Open Education

Version française: Ressources éducatives libres

What is Open Education?

Open Education is the critical link between teaching, learning, and the collaborative culture of the Internet (SPARC, 2015).

What are Open Educational Resources?

Open Educational Resources are teaching, learning and research resources released under an open license that permits their free use and repurposing by others. OERs can be textbooks, full courses, lesson plans, videos, tests, software, or any other tool, material, or technique that supports access to knowledge (SPARC 2015).

Why are Open Educational Resources important?

Technology creates an unprecedented opportunity to expand access to knowledge. Yet, our systems for communicating knowledge still have many of the same cost barriers and use limitations present in the pre-Internet, print-based world. This is especially true for educational resources (SPARC 2015).

The cost of post-secondary textbooks has risen rapidly, forcing many students to forgo required materials due to the expense. Digital alternatives have offered little financial relief, and are typically sold on a subscription basis with heavy restrictions on access. Moreover, traditional publishing systems too often discourage, rather than enable, the adaptation or improvement of content for the classroom (SPARC 2015).

Educational materials are both an important output of scholarly research process and in turn an essential part of educating tomorrow’s scholars.

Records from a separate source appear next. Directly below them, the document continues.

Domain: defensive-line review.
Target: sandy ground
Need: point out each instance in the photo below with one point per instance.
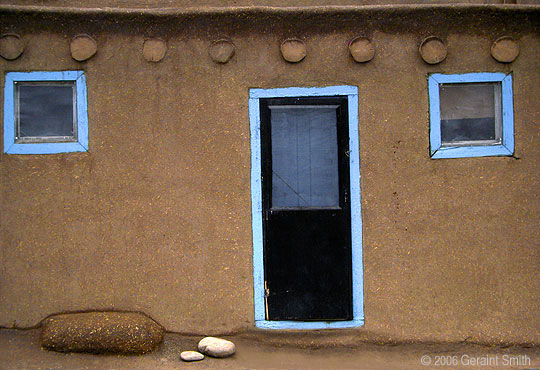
(21, 350)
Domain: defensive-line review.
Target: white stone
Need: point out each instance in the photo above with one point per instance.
(191, 356)
(216, 347)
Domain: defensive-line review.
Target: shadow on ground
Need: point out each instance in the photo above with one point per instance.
(20, 349)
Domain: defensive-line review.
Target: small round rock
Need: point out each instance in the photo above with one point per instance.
(361, 49)
(154, 50)
(189, 356)
(221, 51)
(82, 47)
(216, 347)
(293, 50)
(433, 50)
(11, 46)
(505, 49)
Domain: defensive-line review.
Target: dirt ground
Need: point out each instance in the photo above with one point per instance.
(21, 350)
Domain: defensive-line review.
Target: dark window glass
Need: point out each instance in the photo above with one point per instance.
(470, 112)
(304, 156)
(45, 110)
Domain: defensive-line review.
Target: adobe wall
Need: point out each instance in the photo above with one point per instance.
(156, 217)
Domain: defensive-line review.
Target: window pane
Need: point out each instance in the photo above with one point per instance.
(45, 110)
(304, 157)
(470, 112)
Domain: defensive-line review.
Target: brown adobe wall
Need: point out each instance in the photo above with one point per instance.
(156, 216)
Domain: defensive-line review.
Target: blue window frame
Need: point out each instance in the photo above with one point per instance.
(45, 112)
(471, 115)
(257, 210)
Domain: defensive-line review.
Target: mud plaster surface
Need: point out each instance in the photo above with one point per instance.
(156, 216)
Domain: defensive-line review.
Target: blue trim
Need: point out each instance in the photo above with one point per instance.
(303, 91)
(308, 325)
(81, 145)
(256, 206)
(505, 149)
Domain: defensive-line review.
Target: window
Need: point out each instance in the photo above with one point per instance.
(45, 112)
(471, 115)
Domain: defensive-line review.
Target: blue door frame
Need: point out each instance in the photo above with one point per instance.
(351, 92)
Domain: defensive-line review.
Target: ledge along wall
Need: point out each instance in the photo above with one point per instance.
(155, 217)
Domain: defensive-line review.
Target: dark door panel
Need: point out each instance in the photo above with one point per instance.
(307, 246)
(308, 266)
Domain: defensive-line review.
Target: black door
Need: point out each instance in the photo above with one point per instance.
(307, 217)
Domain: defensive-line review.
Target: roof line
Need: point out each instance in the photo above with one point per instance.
(263, 10)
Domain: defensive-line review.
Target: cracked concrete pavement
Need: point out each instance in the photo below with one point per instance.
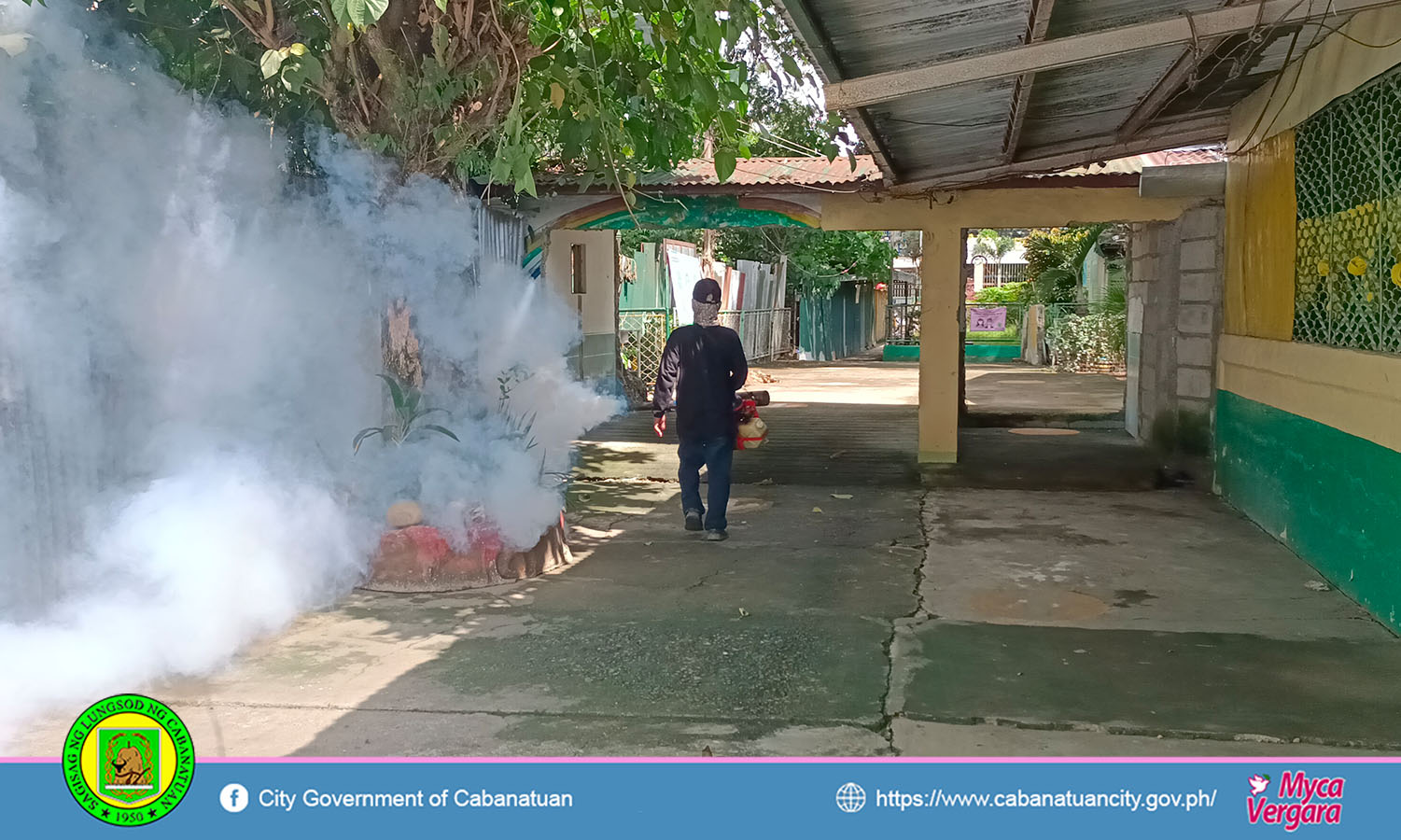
(897, 622)
(971, 618)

SPARC believes that OERs are the ideal model to leverage the digital environment to unlock the full potential for education (SPARC 2015).

What kinds of Open Educational Resources are out there?

Open Educational Resources most commonly exist as open textbooks. An open textbook is licensed openly, making it free for an individual to use, copy, re-use, modify and adapt to fit a particular need. As a flexible alternative to traditional textbooks, open textbooks can be accessed digitally, making them a resource compatible with any smartphone, tablet, laptop or desktop computer.

How can my institution get involved with OER?

Institutions can be involved with OERs in three ways:

  1. Increasing OER awareness and adoption: students, professors, librarians and administrators can help raise awareness, increase discoverability and advocate adoption of OERs whenever appropriate (SPARC 2015).
  2. Supporting OER development: institutions, foundations, authors and researchers can support or participate in frameworks for creating, vetting and evaluating the efficacy of OERs (SPARC 2015).
  3. Advocating effective policies: policymakers can fund programs that support OER creation and adoption, ensure that publicly-funded educational resources are openly licensed and remove policy barriers that hinder OER (SPARC 2015).